Any sufficiently advanced technology is indistinguishable from magic" - Arthur C. Clark

Today I am exploring that looked to me like a magic trick when I first saw it in a PR for 1BRC challange by Gunnar Morling which is called Memory mapping a very large file.

1. Memory-Mapped Files: The Magician’s Trick

Let me talk about the first time I discovered memory-mapped files. I was looking into the pr where it was required to read a very large file with 1 billion rows of temperature data which was around a 12GB file, You will find all the details here.

Memory mapping to me felt like is having a magical book that automatically opens to exactly the page you’re thinking about. But here’s where it gets fascinating, I didnt understood the magic so like a scientific explorer I started to look in depth what is happening and now I am sharing the expedition as blog post.From the deepest kernel level all the way up to your Java code.

The Deep Dive: From Kernel to Code

Now we are going to deep dive together into the whole process, where it starts from kernel and ends with creating a memory mapped file for us.

Step 1: The OS Kernel’s Virtual Memory Magic

When you call channel.map() in Java, you’re actually asking the operating system to perform one of its coolest tricks. The OS kernel creates what’s called a virtual memory mapping. Think of it like this:

Your file on disk is sitting there, maybe 5GB of data. Instead of copying all that data into your program’s memory (which would blow up your heap memory), the kernel creates a clever illusion. It assigns a range of virtual memory addresses—let’s say from address 0x10000000 to 0x30000000—and says these addresses represent the file.

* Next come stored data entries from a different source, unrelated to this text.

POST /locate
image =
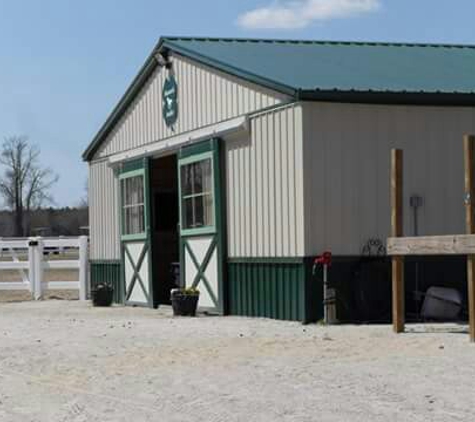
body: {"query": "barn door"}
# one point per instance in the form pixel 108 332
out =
pixel 135 234
pixel 201 223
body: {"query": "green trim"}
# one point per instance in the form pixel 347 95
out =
pixel 140 167
pixel 131 166
pixel 232 70
pixel 165 44
pixel 134 237
pixel 194 158
pixel 194 154
pixel 279 288
pixel 129 174
pixel 108 271
pixel 266 260
pixel 196 149
pixel 133 169
pixel 389 98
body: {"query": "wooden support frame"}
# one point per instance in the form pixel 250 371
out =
pixel 469 156
pixel 398 308
pixel 398 246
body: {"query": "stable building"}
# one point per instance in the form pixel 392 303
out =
pixel 243 159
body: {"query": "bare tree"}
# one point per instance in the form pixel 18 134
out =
pixel 25 184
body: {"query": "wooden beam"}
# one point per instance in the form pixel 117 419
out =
pixel 397 231
pixel 469 155
pixel 462 244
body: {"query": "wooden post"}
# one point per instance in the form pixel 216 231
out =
pixel 397 231
pixel 82 267
pixel 469 155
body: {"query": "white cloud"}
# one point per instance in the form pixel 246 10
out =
pixel 300 13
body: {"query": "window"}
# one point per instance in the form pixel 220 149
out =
pixel 133 205
pixel 197 205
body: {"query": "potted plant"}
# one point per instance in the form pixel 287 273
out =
pixel 102 294
pixel 185 301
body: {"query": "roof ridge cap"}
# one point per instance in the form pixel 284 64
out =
pixel 317 42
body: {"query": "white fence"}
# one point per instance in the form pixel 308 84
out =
pixel 39 250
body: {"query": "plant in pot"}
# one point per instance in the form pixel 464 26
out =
pixel 102 294
pixel 185 301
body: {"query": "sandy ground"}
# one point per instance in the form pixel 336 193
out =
pixel 67 361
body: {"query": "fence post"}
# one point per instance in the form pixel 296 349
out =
pixel 31 266
pixel 39 268
pixel 82 267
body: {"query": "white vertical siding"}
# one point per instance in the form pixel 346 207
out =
pixel 264 186
pixel 205 96
pixel 347 157
pixel 104 212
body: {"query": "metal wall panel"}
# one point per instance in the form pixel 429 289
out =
pixel 347 159
pixel 205 96
pixel 103 212
pixel 264 186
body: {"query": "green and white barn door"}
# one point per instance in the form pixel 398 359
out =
pixel 135 233
pixel 201 223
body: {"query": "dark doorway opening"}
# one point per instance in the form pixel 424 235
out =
pixel 164 225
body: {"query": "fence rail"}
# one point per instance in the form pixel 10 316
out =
pixel 32 271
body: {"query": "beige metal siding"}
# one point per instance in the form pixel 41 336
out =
pixel 264 178
pixel 205 96
pixel 347 156
pixel 103 212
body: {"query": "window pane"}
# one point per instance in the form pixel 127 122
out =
pixel 197 194
pixel 208 214
pixel 187 180
pixel 133 205
pixel 134 219
pixel 188 220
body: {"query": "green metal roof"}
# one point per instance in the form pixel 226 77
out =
pixel 389 73
pixel 343 66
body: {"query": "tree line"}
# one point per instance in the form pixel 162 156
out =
pixel 25 187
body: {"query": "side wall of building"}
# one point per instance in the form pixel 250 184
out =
pixel 267 273
pixel 347 171
pixel 264 186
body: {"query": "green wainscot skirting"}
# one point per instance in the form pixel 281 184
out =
pixel 108 271
pixel 279 288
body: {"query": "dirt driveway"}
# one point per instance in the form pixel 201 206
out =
pixel 67 361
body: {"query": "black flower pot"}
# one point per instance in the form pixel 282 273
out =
pixel 184 305
pixel 102 295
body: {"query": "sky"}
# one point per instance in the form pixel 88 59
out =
pixel 64 64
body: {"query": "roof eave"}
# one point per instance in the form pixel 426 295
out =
pixel 389 97
pixel 166 43
pixel 145 71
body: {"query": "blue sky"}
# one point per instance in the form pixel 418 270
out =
pixel 64 64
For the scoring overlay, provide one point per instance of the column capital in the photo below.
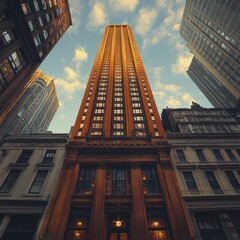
(134, 165)
(166, 164)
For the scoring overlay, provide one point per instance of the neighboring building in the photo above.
(29, 168)
(28, 32)
(211, 29)
(117, 181)
(34, 110)
(206, 158)
(215, 92)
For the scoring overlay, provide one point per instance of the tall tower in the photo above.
(211, 29)
(29, 30)
(117, 181)
(34, 108)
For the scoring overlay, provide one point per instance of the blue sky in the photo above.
(155, 24)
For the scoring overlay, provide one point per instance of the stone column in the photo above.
(140, 227)
(96, 229)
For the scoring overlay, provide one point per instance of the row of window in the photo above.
(212, 180)
(10, 67)
(216, 152)
(35, 5)
(118, 180)
(13, 175)
(118, 227)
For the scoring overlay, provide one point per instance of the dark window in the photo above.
(36, 5)
(212, 180)
(21, 227)
(49, 156)
(25, 155)
(86, 179)
(209, 226)
(189, 179)
(218, 155)
(77, 227)
(10, 181)
(38, 181)
(233, 180)
(150, 180)
(200, 155)
(230, 155)
(238, 152)
(118, 180)
(16, 61)
(6, 37)
(181, 155)
(26, 8)
(158, 226)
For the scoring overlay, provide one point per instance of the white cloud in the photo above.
(172, 88)
(168, 28)
(97, 16)
(123, 5)
(71, 74)
(182, 63)
(80, 55)
(173, 102)
(75, 9)
(188, 98)
(161, 3)
(145, 20)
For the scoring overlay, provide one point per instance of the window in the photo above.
(36, 5)
(26, 8)
(44, 4)
(25, 155)
(209, 226)
(118, 180)
(50, 3)
(212, 180)
(78, 224)
(49, 156)
(233, 180)
(6, 37)
(230, 155)
(10, 181)
(189, 179)
(45, 34)
(181, 155)
(218, 155)
(158, 226)
(150, 180)
(21, 226)
(86, 180)
(38, 181)
(40, 20)
(32, 25)
(200, 155)
(37, 40)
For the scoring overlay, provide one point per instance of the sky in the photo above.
(155, 24)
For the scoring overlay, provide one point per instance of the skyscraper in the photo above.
(28, 32)
(214, 90)
(34, 109)
(117, 181)
(211, 29)
(206, 159)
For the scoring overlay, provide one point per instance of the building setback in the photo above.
(28, 32)
(29, 168)
(117, 181)
(206, 158)
(211, 29)
(34, 109)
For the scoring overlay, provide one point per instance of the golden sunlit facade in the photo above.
(117, 182)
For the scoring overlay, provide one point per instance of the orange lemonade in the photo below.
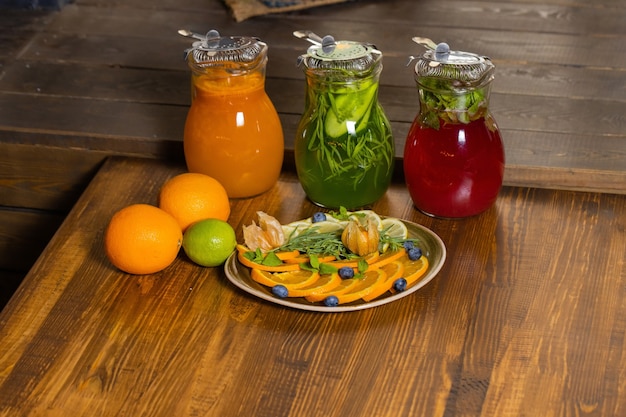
(233, 133)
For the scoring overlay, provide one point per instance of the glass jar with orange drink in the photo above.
(232, 132)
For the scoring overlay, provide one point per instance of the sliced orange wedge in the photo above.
(344, 286)
(291, 280)
(394, 270)
(365, 285)
(324, 283)
(413, 270)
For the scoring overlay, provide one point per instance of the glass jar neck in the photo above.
(443, 102)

But here’s the kicker: no actual file data gets loaded yet. The kernel just creates a mapping table that says “if anyone asks for memory at address 0x10000000, that’s actually byte 0 of the file.”

Step 2: The Page Fault

Now comes the really clever part. When your Java code tries to read from the mapped buffer:

1
2
MappedByteBuffer buffer = channel.map(FileChannel.MapMode.READ_ONLY, 0, fileSize);
byte firstByte = buffer.get(0); // This triggers the magic!

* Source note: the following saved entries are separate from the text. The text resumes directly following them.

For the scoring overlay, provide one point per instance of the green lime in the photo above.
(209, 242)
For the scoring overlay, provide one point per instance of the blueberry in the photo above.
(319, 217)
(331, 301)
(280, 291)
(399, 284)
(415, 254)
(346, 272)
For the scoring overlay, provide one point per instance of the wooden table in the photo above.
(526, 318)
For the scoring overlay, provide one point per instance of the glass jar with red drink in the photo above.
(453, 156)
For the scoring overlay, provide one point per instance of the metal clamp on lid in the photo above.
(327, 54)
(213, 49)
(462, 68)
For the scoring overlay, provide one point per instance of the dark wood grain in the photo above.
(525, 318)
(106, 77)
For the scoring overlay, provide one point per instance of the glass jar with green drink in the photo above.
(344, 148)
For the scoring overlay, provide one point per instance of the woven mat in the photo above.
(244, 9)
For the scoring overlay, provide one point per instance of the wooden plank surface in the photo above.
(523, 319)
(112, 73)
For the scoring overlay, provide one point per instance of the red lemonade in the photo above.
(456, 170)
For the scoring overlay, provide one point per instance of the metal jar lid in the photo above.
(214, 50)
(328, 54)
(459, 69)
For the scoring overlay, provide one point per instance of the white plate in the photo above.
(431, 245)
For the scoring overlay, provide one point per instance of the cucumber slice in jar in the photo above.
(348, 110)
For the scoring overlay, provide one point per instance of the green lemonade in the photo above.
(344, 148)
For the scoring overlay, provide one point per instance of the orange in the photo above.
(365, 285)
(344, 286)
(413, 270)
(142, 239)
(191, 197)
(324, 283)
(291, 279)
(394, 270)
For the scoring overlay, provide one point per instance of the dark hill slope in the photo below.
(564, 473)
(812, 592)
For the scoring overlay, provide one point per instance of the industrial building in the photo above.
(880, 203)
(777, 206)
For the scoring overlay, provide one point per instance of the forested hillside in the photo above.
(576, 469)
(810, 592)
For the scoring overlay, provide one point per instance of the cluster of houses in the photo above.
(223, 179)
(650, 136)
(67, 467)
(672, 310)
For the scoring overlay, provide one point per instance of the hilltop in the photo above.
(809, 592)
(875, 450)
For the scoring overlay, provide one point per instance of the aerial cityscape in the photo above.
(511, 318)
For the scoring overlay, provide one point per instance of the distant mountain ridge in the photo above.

That buffer.get(0) call tries to access virtual memory address 0x10000000. But remember, there’s no actual data there yet! This causes what’s called a “page fault”—the CPU literally stops and says “hey OS, there’s nothing at this address!”

The kernel’s page fault handler springs into action:

  1. It realizes this address is part of a file mapping
  2. It calculates which part of the file needs to be loaded (usually 4KB or 8KB chunks called “pages”)
  3. It reads that chunk from disk into physical RAM
  4. It updates the memory mapping table to point that virtual address to the real RAM location
  5. It tells the CPU “okay, try again”

Your CPU then successfully reads the byte, and your Java code continues happily, completely unaware of this elaborate mechanism that just happened.

Step 3: The Page Cache Optimization

Here’s where things get really intriguing. The OS doesn’t just load the data and forget about it. It keeps those file chunks in what’s called the page cache. This is shared memory that all processes on the system can use.

So if another program (or even another instance of your program) tries to read the same file, the OS says “I already have that in RAM!” and reuses the same physical memory pages. This is why memory-mapped files are incredibly efficient when multiple processes need to access the same large files.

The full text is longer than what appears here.